Talking about what we have to announce soon, with the Snapdragon 835, we made a number of improvements. Some of those are in the camera subsystem. Some are in the completeness of the solution we provide to our customers for the camera functionality. As an example, in the camera subsystem, we’re now supporting zig-zag HDR, which is a spatial means of multiplexing different exposure levels, different exposure times, so you can have this HDR effect you get from the sensor and process it internally inside of Snapdragon. It does a better job of mapping the darkest darks to the brightest brights. You get a better resolution for shadows. If you look up at this window here, you won’t just see the white of that window washing out all the colors around it.
We also made some improvements related to high dynamic range for supporting 10-bit displays. We can not only decode 4K HDR 10 video at 60 frames per second, but we can also output that. A 10-bit display, without having to go down to standard dynamic range, can keep at high dynamic range all the way through the pipeline.
We improved the graphics performance. We’ve been working on speeding up our Vulkan performance. We’ll show some great VR demos on Snapdragon 835 that’ll be using both high-end 3D graphics and 4K HDR video on our new Snapdragon chip reference design. We haven’t said exactly what that is. “The new chip.”
We’ve made some improvements to the video encoding subsystems, so we’re doing things like perceptual quantization. Instead of just having a uniform quantization for every possible macroblock in an encoded scene, we’re using the fact that — if you have this wall behind you, you might be much more sensitive to some encoding artifacts, as opposed to if you had something textured like a bush or a tree behind you. Or something that’s moving very fast. Instead of taking a uniform approach to quantization, our new video encoder in the Adreno 540 subsystem of Snapdragon 835 is doing perceptual quantization.

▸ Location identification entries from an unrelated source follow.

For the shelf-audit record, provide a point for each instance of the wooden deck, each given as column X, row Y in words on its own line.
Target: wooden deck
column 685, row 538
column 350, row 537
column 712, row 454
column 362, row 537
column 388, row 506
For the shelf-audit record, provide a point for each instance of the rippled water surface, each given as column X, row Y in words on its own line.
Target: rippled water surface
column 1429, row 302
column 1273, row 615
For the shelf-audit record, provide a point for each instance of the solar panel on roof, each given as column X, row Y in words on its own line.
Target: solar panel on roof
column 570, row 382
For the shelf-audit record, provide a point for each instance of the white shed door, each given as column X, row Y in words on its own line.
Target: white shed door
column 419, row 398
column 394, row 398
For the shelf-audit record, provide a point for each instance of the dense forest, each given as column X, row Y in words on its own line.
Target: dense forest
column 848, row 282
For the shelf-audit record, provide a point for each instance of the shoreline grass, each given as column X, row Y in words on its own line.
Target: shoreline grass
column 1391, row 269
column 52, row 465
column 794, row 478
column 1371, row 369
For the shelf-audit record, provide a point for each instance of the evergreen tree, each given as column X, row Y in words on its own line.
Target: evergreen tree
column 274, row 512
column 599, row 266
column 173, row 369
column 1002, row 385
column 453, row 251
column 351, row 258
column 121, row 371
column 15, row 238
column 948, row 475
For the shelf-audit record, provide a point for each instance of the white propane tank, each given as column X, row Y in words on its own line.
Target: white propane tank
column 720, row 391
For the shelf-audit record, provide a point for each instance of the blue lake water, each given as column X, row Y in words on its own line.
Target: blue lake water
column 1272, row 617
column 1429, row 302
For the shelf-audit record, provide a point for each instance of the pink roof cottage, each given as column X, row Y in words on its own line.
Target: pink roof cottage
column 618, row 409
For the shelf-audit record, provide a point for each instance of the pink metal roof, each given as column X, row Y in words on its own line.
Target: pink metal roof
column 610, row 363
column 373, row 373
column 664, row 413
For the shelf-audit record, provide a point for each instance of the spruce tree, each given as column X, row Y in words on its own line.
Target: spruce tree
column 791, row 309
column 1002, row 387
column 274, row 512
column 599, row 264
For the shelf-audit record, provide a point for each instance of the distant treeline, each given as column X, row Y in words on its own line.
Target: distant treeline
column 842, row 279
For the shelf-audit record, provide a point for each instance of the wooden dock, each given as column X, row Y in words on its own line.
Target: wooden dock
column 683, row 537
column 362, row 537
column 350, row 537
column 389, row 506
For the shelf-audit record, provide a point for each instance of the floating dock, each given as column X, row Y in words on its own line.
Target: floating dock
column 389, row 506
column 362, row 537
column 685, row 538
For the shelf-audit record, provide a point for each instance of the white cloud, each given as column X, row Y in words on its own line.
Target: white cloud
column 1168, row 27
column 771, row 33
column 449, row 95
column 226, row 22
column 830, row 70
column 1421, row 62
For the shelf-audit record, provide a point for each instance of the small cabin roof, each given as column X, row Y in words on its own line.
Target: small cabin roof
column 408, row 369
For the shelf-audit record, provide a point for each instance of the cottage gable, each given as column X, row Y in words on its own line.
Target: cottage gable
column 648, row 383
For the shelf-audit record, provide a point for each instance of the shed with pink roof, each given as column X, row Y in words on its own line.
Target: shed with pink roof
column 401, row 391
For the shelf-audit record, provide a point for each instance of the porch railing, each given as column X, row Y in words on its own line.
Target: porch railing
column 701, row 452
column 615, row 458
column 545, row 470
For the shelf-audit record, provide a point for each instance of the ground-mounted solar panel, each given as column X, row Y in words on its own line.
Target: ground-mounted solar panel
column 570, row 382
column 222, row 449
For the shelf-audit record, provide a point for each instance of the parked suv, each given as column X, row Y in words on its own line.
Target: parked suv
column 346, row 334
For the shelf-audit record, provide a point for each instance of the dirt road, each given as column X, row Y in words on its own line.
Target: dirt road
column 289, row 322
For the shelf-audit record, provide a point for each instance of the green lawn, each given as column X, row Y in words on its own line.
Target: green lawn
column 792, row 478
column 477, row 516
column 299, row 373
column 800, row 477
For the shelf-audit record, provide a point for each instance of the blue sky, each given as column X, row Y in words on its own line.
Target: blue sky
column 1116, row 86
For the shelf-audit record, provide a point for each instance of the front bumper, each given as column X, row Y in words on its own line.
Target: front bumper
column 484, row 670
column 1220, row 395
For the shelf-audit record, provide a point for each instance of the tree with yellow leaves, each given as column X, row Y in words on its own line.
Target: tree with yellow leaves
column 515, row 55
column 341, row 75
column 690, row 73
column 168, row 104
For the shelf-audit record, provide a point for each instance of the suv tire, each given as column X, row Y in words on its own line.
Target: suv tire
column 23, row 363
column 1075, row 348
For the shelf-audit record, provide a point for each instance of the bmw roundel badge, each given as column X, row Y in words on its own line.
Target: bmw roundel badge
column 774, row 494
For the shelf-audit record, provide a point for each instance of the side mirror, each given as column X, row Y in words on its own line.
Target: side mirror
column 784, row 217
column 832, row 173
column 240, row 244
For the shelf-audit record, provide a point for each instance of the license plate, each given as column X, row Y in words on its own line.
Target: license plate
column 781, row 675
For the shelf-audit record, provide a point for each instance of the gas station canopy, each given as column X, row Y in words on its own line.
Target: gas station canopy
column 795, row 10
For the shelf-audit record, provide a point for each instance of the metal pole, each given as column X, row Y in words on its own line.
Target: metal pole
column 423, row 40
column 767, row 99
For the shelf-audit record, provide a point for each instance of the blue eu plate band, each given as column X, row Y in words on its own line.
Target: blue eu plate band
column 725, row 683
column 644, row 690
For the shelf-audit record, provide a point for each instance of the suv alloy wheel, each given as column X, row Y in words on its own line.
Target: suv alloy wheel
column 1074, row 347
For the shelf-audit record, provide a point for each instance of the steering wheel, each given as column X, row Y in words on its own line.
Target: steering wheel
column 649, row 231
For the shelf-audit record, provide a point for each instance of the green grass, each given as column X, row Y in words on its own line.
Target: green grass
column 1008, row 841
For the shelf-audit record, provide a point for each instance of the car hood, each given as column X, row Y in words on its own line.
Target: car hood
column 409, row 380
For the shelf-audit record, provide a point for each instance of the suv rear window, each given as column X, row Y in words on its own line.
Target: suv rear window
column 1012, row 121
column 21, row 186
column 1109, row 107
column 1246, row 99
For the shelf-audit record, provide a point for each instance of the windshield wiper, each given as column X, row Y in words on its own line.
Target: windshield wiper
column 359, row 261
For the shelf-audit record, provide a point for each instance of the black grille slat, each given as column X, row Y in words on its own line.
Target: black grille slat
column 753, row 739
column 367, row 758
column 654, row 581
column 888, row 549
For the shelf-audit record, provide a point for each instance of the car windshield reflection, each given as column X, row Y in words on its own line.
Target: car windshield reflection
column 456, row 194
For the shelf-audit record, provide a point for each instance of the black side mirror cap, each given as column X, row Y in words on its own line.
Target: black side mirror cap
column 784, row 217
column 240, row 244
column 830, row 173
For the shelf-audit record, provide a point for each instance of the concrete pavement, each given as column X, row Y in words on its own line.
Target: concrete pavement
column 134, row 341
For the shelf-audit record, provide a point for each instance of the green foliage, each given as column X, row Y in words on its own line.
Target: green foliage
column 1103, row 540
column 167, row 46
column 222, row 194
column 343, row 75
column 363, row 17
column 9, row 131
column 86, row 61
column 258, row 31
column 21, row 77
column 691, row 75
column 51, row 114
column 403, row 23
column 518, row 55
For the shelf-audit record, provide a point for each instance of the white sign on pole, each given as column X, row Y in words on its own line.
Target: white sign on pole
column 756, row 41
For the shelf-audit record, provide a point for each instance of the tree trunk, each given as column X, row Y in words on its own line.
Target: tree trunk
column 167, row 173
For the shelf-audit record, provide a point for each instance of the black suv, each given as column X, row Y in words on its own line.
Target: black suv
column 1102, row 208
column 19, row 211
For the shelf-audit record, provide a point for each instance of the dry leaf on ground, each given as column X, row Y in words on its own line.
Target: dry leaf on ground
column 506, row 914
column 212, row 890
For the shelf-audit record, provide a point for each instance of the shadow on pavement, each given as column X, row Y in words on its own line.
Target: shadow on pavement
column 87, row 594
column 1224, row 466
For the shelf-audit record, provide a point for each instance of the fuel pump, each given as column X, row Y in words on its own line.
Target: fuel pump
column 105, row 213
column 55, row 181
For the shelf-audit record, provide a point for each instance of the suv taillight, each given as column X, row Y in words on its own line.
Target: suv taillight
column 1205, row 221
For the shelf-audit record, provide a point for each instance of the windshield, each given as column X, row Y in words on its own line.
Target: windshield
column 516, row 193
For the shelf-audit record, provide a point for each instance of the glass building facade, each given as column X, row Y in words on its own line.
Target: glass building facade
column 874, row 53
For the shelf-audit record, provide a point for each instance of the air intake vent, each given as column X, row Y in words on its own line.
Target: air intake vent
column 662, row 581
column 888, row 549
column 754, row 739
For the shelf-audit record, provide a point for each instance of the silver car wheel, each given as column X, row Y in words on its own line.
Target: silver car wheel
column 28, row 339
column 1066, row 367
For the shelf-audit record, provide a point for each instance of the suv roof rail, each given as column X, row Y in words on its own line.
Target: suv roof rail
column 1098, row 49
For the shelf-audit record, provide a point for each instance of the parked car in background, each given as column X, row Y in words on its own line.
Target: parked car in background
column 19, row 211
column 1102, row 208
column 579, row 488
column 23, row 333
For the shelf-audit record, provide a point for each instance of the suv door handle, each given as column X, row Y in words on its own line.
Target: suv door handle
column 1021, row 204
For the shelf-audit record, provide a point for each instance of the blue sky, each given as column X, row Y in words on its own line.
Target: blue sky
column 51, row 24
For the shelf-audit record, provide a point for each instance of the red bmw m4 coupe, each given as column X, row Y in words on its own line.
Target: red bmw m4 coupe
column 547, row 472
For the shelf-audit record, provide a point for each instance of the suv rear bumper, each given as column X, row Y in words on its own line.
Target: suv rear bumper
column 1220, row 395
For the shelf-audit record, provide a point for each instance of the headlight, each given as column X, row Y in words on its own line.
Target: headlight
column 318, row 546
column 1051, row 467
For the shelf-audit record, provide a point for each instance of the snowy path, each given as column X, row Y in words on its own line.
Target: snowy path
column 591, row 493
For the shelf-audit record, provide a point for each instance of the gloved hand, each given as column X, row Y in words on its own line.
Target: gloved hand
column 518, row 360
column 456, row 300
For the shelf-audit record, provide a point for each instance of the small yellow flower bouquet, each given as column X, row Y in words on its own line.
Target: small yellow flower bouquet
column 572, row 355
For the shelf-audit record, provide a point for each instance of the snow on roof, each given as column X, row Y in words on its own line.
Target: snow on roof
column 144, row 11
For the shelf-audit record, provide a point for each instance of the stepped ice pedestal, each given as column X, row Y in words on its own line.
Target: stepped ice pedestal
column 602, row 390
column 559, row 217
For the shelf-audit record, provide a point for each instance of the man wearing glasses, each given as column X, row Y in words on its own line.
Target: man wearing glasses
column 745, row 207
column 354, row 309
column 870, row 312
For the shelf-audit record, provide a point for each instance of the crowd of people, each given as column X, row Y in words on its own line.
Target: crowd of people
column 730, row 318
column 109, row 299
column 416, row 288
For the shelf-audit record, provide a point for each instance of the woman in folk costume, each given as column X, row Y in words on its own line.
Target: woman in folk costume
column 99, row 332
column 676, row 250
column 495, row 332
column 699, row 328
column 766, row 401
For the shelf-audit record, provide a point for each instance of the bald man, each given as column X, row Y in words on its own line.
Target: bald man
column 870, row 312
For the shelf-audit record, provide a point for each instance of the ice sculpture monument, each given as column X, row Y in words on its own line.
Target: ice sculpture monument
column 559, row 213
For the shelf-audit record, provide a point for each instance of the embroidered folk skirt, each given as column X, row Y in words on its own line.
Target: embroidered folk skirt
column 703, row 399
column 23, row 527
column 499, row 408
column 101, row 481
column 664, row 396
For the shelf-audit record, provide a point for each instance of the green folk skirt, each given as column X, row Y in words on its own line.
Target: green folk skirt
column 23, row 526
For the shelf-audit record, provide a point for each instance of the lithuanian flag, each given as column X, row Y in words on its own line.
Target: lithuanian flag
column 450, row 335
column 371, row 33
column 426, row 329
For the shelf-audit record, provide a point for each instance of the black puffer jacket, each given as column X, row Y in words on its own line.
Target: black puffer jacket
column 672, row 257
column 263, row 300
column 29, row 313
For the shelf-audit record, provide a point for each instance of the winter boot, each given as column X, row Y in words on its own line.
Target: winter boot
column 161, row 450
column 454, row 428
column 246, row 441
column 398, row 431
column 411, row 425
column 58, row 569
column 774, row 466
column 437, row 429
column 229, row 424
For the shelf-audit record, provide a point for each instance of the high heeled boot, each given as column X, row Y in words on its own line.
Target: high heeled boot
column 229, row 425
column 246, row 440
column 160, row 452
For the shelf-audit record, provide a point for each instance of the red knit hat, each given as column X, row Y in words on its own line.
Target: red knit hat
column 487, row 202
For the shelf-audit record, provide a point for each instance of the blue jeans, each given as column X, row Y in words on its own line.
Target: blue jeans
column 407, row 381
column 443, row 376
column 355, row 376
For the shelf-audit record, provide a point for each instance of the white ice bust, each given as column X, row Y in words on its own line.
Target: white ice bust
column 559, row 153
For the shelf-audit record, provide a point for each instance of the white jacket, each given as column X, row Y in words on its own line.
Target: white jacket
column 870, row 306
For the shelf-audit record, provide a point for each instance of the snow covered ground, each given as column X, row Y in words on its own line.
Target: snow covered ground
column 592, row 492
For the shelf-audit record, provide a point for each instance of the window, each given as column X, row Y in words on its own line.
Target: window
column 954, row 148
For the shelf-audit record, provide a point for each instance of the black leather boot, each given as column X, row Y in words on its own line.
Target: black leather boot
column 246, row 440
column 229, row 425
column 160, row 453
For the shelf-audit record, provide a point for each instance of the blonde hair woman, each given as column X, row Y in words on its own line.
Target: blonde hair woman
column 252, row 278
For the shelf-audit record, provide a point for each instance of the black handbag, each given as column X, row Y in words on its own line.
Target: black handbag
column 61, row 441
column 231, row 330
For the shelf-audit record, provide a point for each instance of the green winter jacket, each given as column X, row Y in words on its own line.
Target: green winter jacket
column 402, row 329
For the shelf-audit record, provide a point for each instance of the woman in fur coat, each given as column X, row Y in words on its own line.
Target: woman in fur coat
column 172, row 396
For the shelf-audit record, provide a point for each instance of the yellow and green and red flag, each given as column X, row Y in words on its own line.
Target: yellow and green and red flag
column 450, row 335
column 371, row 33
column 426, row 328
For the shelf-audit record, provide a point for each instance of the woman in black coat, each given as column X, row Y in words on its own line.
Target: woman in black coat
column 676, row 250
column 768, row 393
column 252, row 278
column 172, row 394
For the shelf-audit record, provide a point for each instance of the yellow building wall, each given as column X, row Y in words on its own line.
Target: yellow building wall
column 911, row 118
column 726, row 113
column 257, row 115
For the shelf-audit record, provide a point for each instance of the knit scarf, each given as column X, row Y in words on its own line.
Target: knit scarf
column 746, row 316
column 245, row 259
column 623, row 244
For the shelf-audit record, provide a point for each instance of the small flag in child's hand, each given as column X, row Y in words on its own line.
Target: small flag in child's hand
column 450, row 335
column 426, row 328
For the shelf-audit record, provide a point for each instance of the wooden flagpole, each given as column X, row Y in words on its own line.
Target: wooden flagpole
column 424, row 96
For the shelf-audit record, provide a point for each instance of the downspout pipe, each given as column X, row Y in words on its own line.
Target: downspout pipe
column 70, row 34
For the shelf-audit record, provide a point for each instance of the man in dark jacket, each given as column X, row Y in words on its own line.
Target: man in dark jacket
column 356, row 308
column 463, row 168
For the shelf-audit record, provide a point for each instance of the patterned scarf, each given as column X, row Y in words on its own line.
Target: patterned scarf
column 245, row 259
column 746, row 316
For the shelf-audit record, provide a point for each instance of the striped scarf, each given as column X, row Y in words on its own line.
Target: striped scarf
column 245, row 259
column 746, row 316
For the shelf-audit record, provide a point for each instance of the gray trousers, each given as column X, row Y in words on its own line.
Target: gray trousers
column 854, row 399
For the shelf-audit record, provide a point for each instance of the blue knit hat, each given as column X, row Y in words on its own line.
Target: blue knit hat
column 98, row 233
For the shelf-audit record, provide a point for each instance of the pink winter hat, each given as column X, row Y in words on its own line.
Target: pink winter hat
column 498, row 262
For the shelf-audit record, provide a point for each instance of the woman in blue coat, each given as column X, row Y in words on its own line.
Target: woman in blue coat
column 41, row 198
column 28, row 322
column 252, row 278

On the module side, we’ve been working with module manufacturers to pre-tune, pre-optimize three different modules. One of them is a 16-megapixel PDAF sensor with excellent optics, very high image quality. Another is a dual-camera mono Bayer sensor for maximum low-light photography. The third is an optical zoom dual-camera solution that has a wide field of view. You have a telescopic lens on a different sensor for maximum zoom. We’ve also enhanced some of the zoom frameworks. We can go seamlessly back and forth between optical zoom and digital zoom.
We’ve made some improvements to electronic image stabilization, which is particularly useful when you’re doing zoom. We have new trajectory algorithms that can more accurately sample some of the sensor data to predict movements and dampen vibrations.
VB: Do you think these things are going to make someone like [Oculus tech expert] John Carmack happier? He’s been very picky so far.
Leland: We talk to Carmack all the time. Generally, he’s said some pretty favorable things about Snapdragon on his ubiquitous Twitter feed. We’re interested in getting his feedback on some of the development tools as they start to do their prototyping and make sure they can get the best performance on Snapdragon.